We refer to it as the mud bug, or gardener's disease, although officially it's called melioidosis.
Almost all people who don't live in the tropics have never heard of it.
Melioidosis is a disease caused by the bacterium, Burkholderia pseudomallei, which is found in tropical soil.
Visitors quickly learn to stay at least 10 metres from the impossibly turquoise Arafura Sea because if the crocs don't leap out at you, dangling your toes in the water can be an open invitation to stingers or box jellyfish.
The crystal clear inland rivers look cool and refreshing but monsters are waiting there as well.
The return of wet season rains over the past week also brings out hordes of mosquitoes who can flatten you with awful diseases like Ross River virus and Murray Valley encephalitis.
Keen gardeners outside the tropics imagine the almighty growth they could achieve in our northern climate but digging in our dirt can kill.

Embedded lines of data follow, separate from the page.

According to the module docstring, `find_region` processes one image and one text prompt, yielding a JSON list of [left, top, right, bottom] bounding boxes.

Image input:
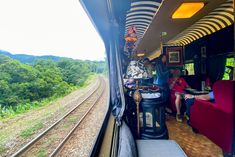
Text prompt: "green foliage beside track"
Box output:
[[0, 55, 107, 118]]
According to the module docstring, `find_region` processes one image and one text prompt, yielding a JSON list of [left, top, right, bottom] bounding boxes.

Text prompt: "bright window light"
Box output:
[[172, 2, 204, 19]]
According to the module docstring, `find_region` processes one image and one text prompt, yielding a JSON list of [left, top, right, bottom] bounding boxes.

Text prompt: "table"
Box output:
[[185, 88, 210, 95]]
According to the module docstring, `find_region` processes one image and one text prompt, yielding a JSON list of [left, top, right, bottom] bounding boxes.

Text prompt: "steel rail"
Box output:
[[11, 77, 102, 157], [49, 78, 106, 157]]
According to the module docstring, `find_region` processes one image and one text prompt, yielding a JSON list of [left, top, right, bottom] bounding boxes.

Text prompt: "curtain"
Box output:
[[207, 55, 226, 84]]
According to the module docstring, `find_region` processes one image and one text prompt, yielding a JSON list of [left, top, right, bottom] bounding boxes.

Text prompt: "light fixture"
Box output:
[[172, 2, 205, 19], [137, 53, 144, 57]]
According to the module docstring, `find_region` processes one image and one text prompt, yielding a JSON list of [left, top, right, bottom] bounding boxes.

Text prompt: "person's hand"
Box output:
[[184, 94, 194, 100]]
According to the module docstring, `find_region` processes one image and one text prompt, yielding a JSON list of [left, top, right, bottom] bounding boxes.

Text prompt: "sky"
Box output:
[[0, 0, 105, 60]]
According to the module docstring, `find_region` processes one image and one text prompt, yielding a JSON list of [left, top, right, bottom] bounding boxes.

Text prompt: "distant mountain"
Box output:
[[0, 50, 65, 63]]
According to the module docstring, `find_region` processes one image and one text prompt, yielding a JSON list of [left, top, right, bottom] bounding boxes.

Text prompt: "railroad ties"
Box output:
[[12, 77, 107, 157]]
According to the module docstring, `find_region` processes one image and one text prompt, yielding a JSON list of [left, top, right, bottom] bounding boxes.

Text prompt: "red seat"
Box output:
[[190, 80, 235, 153]]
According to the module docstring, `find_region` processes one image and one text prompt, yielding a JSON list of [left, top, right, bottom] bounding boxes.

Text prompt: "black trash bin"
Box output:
[[139, 92, 168, 139]]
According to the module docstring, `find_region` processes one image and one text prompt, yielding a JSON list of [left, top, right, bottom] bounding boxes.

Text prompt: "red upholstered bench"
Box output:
[[190, 80, 235, 154]]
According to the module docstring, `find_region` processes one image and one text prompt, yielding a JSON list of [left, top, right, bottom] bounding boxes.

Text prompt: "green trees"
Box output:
[[0, 55, 106, 117]]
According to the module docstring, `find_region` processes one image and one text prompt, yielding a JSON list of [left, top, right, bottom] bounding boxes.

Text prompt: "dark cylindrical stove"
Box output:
[[139, 92, 168, 139]]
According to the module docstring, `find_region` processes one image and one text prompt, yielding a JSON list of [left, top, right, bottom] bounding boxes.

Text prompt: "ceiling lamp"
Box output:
[[172, 2, 205, 19], [137, 53, 145, 57]]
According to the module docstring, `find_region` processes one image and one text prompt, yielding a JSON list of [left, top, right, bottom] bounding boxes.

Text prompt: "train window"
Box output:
[[185, 63, 195, 75], [223, 58, 235, 80]]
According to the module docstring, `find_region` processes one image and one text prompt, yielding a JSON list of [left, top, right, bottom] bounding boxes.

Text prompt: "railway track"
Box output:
[[12, 78, 105, 157]]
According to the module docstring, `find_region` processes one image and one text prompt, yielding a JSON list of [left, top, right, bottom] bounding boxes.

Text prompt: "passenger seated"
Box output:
[[169, 69, 189, 122]]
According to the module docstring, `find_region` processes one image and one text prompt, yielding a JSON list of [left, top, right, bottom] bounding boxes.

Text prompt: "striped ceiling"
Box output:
[[167, 0, 234, 45], [125, 0, 163, 45]]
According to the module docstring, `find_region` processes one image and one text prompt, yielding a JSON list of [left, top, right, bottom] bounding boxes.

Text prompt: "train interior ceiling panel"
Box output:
[[80, 0, 235, 157]]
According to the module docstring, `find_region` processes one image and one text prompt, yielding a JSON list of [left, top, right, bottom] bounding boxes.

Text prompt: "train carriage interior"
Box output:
[[80, 0, 235, 157]]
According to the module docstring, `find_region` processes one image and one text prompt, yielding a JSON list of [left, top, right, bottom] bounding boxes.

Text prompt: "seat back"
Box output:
[[213, 80, 235, 114]]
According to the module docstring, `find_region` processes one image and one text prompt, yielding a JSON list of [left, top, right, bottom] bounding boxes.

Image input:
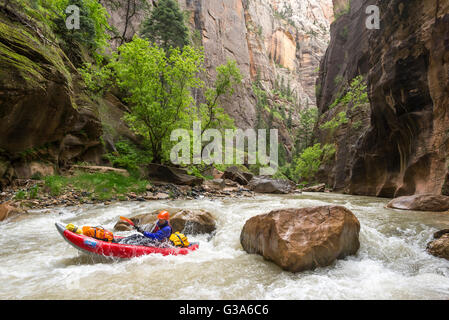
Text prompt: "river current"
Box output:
[[0, 193, 449, 300]]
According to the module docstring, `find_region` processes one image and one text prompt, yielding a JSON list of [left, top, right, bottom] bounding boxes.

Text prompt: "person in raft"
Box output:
[[118, 210, 172, 247]]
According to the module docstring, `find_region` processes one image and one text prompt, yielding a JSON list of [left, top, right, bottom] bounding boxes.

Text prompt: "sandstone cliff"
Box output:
[[103, 0, 333, 159], [0, 3, 102, 186], [315, 0, 449, 197]]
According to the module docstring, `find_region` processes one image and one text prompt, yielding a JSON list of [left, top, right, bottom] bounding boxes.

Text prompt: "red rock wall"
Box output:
[[316, 0, 449, 197]]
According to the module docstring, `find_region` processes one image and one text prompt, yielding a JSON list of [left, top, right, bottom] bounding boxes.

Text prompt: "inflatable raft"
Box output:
[[55, 222, 199, 259]]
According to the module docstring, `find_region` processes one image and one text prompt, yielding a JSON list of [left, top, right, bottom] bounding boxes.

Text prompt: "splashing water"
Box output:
[[0, 193, 449, 299]]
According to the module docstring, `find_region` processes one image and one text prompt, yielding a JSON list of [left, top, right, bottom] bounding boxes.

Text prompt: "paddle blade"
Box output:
[[120, 216, 135, 227]]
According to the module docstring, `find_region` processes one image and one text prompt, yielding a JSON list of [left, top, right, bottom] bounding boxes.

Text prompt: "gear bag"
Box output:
[[170, 232, 190, 247], [83, 226, 114, 242]]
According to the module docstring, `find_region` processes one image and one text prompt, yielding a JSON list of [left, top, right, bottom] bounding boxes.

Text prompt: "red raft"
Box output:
[[55, 222, 199, 259]]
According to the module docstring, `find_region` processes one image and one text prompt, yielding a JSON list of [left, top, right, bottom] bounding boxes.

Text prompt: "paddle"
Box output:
[[120, 216, 159, 232], [120, 216, 136, 228]]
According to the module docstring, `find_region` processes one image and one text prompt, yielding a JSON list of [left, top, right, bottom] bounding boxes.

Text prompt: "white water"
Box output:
[[0, 193, 449, 299]]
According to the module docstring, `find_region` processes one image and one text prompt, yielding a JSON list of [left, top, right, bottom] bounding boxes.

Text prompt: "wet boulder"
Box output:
[[387, 194, 449, 212], [248, 177, 296, 194], [240, 206, 360, 272], [0, 201, 26, 221], [302, 183, 326, 192], [147, 163, 203, 186], [426, 232, 449, 260], [222, 166, 253, 186]]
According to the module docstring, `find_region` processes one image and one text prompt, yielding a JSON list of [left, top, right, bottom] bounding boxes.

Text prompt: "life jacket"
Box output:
[[83, 226, 114, 242], [169, 232, 190, 248]]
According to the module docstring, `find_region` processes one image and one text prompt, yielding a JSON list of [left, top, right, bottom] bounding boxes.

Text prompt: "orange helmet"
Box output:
[[157, 210, 170, 220]]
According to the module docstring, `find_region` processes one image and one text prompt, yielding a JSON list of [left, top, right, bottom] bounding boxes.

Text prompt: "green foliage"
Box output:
[[334, 0, 351, 20], [320, 111, 349, 130], [111, 36, 204, 162], [329, 75, 369, 110], [78, 63, 112, 96], [290, 143, 336, 183], [141, 0, 189, 52], [44, 175, 67, 196], [294, 143, 323, 182], [295, 107, 318, 155], [199, 60, 242, 132]]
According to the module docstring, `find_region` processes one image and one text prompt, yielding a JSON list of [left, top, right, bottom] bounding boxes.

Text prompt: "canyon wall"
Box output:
[[103, 0, 333, 155], [315, 0, 449, 197]]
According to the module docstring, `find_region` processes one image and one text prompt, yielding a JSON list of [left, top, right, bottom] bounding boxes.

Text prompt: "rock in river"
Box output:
[[248, 177, 296, 194], [240, 206, 360, 272], [387, 194, 449, 212], [427, 233, 449, 260]]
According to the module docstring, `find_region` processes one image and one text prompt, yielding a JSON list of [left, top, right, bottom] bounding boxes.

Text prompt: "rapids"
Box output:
[[0, 193, 449, 299]]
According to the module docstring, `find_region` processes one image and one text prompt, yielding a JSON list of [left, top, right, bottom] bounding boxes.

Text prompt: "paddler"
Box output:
[[136, 210, 172, 242], [117, 210, 172, 247]]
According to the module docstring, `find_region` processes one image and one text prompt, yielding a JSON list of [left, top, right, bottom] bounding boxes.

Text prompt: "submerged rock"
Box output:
[[302, 183, 326, 192], [0, 201, 26, 221], [148, 163, 203, 186], [248, 177, 296, 194], [387, 194, 449, 212], [222, 166, 253, 186], [427, 233, 449, 260], [240, 206, 360, 272]]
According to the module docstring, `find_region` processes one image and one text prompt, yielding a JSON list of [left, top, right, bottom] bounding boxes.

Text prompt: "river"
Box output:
[[0, 193, 449, 299]]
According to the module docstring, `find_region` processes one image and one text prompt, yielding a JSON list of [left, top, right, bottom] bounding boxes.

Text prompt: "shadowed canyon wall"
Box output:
[[315, 0, 449, 197]]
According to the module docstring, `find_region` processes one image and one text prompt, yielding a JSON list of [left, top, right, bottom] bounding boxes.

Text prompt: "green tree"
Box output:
[[295, 108, 318, 155], [294, 143, 323, 182], [141, 0, 189, 52], [200, 60, 242, 132], [111, 36, 204, 163]]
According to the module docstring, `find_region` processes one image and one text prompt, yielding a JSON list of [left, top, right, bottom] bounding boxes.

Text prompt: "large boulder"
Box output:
[[387, 194, 449, 212], [427, 233, 449, 260], [240, 206, 360, 272], [147, 163, 203, 186], [222, 166, 253, 185], [0, 202, 26, 221], [248, 177, 296, 194], [114, 209, 216, 234]]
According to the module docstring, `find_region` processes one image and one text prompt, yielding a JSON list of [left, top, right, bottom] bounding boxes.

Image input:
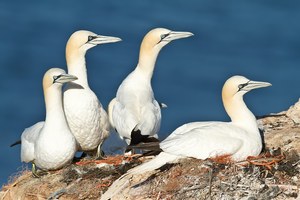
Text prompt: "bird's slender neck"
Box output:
[[66, 46, 89, 88], [136, 44, 159, 80], [223, 94, 258, 132], [44, 88, 67, 127]]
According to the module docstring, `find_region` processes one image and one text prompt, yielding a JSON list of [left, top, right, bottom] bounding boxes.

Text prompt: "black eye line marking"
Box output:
[[53, 75, 61, 83], [87, 35, 97, 43], [238, 81, 250, 92], [157, 33, 170, 44]]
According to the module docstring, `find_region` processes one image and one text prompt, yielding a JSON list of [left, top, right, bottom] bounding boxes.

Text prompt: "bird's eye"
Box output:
[[160, 33, 170, 40], [53, 75, 61, 83], [238, 82, 249, 91], [88, 35, 96, 42]]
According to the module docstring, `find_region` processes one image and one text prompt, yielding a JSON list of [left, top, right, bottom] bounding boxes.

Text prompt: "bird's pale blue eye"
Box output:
[[88, 35, 97, 42]]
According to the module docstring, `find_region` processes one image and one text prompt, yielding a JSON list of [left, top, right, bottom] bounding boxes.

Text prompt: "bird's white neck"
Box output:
[[137, 46, 159, 80], [44, 88, 68, 127], [66, 49, 89, 88], [223, 96, 258, 133]]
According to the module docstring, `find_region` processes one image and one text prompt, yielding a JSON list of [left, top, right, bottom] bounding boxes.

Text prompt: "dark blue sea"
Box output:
[[0, 0, 300, 185]]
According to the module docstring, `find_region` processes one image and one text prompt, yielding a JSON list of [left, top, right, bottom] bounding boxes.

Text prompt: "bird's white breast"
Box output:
[[64, 86, 109, 151]]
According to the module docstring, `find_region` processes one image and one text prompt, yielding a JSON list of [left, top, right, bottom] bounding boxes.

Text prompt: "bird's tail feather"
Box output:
[[10, 140, 21, 147], [101, 152, 180, 200]]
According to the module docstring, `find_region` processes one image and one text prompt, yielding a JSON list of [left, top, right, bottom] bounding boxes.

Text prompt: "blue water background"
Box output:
[[0, 0, 300, 185]]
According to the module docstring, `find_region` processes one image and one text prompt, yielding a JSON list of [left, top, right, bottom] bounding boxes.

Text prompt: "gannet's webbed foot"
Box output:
[[95, 142, 106, 160], [31, 163, 48, 178]]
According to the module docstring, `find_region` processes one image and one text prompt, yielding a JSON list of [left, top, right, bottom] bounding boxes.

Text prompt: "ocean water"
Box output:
[[0, 0, 300, 185]]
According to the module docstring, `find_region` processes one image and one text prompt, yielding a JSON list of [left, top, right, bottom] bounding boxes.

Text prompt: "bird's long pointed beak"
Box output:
[[165, 31, 194, 41], [244, 81, 272, 90], [55, 74, 78, 83], [89, 35, 122, 45]]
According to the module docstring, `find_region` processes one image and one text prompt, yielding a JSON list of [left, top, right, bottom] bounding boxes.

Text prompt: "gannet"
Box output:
[[108, 28, 193, 148], [21, 68, 77, 176], [101, 76, 271, 199], [64, 30, 121, 158]]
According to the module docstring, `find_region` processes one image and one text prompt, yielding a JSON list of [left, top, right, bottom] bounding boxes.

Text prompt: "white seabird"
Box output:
[[108, 28, 193, 148], [64, 30, 121, 158], [21, 68, 77, 176], [101, 76, 271, 199]]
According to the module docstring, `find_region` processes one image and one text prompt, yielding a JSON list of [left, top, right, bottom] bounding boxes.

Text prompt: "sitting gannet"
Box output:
[[108, 28, 193, 150], [64, 30, 121, 158], [101, 76, 271, 199], [21, 68, 77, 177]]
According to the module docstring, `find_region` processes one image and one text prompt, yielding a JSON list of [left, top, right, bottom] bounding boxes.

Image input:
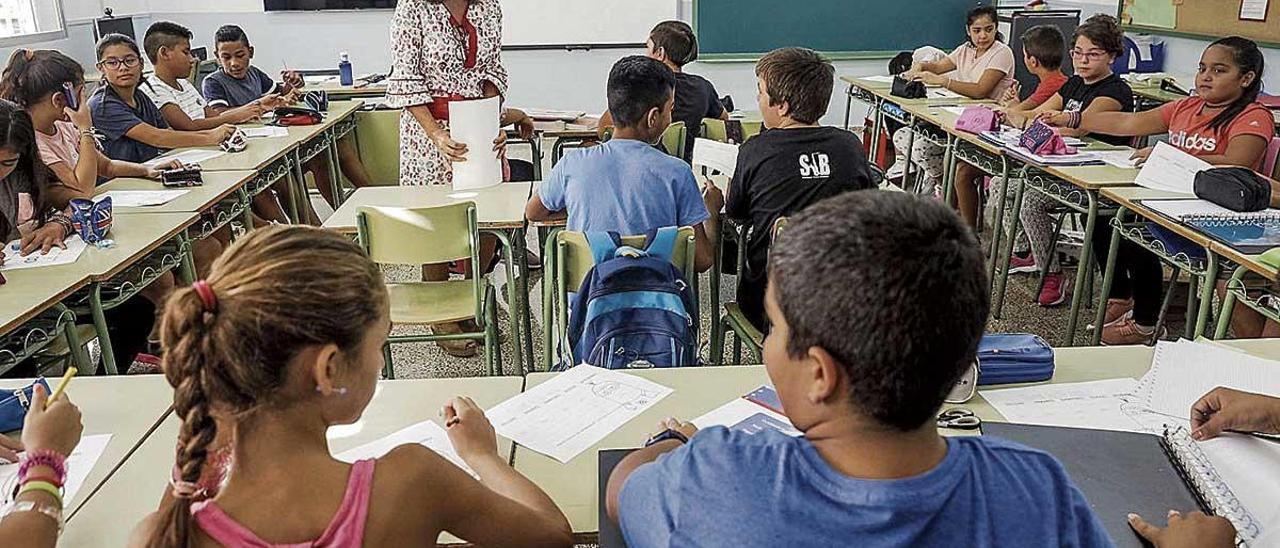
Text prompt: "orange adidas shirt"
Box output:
[[1160, 97, 1275, 170]]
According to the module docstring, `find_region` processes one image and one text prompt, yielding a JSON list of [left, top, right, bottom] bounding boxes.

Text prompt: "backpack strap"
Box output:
[[585, 232, 618, 264], [645, 227, 680, 261]]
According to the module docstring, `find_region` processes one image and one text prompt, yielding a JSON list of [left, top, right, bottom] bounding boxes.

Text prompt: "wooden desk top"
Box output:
[[0, 375, 173, 519], [516, 341, 1280, 534], [93, 172, 257, 214], [324, 183, 538, 234], [82, 213, 200, 282], [63, 375, 524, 545]]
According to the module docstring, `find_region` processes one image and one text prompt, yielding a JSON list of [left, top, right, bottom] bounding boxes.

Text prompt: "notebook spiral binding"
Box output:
[[1181, 211, 1280, 228], [1160, 426, 1262, 547]]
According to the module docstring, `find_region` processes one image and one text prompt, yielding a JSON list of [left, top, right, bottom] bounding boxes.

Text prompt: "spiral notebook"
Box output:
[[1142, 200, 1280, 255]]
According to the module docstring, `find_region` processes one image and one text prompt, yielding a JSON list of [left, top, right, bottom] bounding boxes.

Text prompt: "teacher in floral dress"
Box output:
[[387, 0, 507, 357]]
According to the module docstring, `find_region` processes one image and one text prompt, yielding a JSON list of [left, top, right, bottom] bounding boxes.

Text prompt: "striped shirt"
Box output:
[[138, 77, 206, 120]]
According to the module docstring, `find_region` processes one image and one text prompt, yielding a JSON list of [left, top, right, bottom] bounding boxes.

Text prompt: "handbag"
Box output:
[[0, 376, 49, 431], [68, 196, 111, 243], [1018, 120, 1075, 156], [1194, 168, 1271, 213], [890, 76, 929, 99], [978, 333, 1053, 387], [956, 106, 1000, 134]]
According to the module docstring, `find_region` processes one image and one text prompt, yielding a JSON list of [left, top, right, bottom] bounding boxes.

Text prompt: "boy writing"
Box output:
[[600, 20, 728, 160], [724, 47, 874, 329], [605, 192, 1111, 548], [525, 55, 724, 271]]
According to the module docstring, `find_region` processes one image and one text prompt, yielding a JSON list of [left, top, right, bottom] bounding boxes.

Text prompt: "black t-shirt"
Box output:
[[671, 73, 724, 160], [724, 128, 873, 326], [1057, 74, 1133, 145]]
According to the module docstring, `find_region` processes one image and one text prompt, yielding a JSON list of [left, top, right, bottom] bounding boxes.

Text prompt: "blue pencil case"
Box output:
[[978, 333, 1053, 387], [0, 376, 49, 431]]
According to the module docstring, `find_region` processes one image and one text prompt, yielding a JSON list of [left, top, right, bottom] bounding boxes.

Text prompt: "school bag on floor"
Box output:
[[568, 227, 698, 369]]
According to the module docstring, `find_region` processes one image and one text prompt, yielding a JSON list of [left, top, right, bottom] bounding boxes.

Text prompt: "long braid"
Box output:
[[1208, 36, 1266, 131]]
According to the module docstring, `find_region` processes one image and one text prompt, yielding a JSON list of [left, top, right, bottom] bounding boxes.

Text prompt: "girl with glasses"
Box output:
[[88, 35, 236, 163]]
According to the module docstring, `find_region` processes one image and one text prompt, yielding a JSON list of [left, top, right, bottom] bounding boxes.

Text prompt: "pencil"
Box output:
[[45, 367, 79, 407]]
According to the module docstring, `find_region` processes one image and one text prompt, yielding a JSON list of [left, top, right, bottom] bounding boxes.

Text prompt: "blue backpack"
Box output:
[[568, 227, 698, 369]]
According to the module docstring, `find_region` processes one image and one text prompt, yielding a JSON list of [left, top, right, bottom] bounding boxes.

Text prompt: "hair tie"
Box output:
[[169, 478, 206, 498], [191, 280, 218, 312]]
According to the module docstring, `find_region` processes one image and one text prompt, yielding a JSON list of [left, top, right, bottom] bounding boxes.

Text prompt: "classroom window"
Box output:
[[0, 0, 67, 46]]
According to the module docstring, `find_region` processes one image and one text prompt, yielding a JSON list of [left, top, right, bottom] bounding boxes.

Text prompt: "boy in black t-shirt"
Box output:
[[600, 20, 728, 161], [724, 47, 874, 329]]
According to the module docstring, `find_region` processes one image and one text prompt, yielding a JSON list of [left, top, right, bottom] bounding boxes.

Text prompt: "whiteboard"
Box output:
[[502, 0, 678, 46]]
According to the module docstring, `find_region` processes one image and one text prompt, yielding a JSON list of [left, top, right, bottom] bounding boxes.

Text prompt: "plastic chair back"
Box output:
[[356, 202, 479, 269], [703, 118, 728, 142]]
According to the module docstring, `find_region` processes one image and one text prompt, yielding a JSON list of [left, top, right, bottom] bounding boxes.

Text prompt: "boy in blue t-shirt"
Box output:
[[525, 55, 724, 271], [605, 191, 1111, 548]]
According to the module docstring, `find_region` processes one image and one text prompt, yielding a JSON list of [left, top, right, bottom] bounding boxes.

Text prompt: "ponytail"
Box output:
[[147, 227, 388, 548], [1208, 36, 1266, 131]]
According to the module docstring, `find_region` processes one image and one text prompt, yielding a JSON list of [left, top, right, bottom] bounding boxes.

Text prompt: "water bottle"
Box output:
[[338, 51, 356, 86]]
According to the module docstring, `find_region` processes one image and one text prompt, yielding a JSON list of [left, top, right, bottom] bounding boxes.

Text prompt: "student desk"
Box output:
[[324, 183, 538, 371], [0, 264, 88, 374], [61, 375, 524, 547], [1213, 242, 1280, 339], [0, 375, 173, 527], [93, 172, 257, 239], [996, 156, 1138, 342], [1093, 187, 1222, 343], [516, 341, 1280, 543]]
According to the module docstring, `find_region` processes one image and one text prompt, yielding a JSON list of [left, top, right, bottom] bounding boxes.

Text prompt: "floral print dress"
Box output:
[[387, 0, 507, 186]]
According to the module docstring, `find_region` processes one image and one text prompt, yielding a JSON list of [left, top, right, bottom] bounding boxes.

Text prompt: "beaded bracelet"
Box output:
[[15, 481, 63, 506], [18, 449, 67, 484]]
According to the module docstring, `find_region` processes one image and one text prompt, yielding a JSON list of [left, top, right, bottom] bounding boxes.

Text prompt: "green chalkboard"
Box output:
[[694, 0, 989, 61]]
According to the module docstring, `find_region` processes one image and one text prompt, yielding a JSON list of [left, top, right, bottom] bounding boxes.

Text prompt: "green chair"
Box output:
[[543, 227, 699, 371], [712, 216, 787, 365], [357, 202, 502, 379], [662, 122, 689, 159], [703, 118, 728, 142]]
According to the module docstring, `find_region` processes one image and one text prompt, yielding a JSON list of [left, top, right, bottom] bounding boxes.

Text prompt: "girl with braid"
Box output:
[[132, 227, 572, 548]]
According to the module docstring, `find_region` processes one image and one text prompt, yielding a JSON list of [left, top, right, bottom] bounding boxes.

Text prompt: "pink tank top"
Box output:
[[191, 460, 375, 548]]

Already the soil-borne disease has infected five people in the Top End and the rains have only just arrived.
By the end of the Melioidosis season, about 50 will have fallen to it between the wet season months of October to May.
Last year there were 42 cases and one death. On average, one out of every 10 people who get it, die.
Live up here long enough and you will meet people who have survived it.
The bloke who used to butter the toast at the Salvos for homeless people, had no legs - melioidosis.
The drummer with no arms and legs performing at the Katherine Hotel - melioidosis.
Each year the Northern Territory Government issues a health warning about it.
On social media last night a former resident of the Tindal RAAF Base, just outside Katherine in the outback of the NT, recounted her own horrifying experience.
Nine months on antibiotics, close to death.
People up here don't let their kids go outside in the wet season unless they're wearing shoes.
Parents warn them about playing in the mud.
Health authorities want us to cover up the avoid the mozzies, the sun, the water, even the dirt we walk on.
So if you intend to visit, and there's still plenty of things you can do and still make it safely home, if you see us clanking about in a medieval set of armour you can understand we take some things seriously.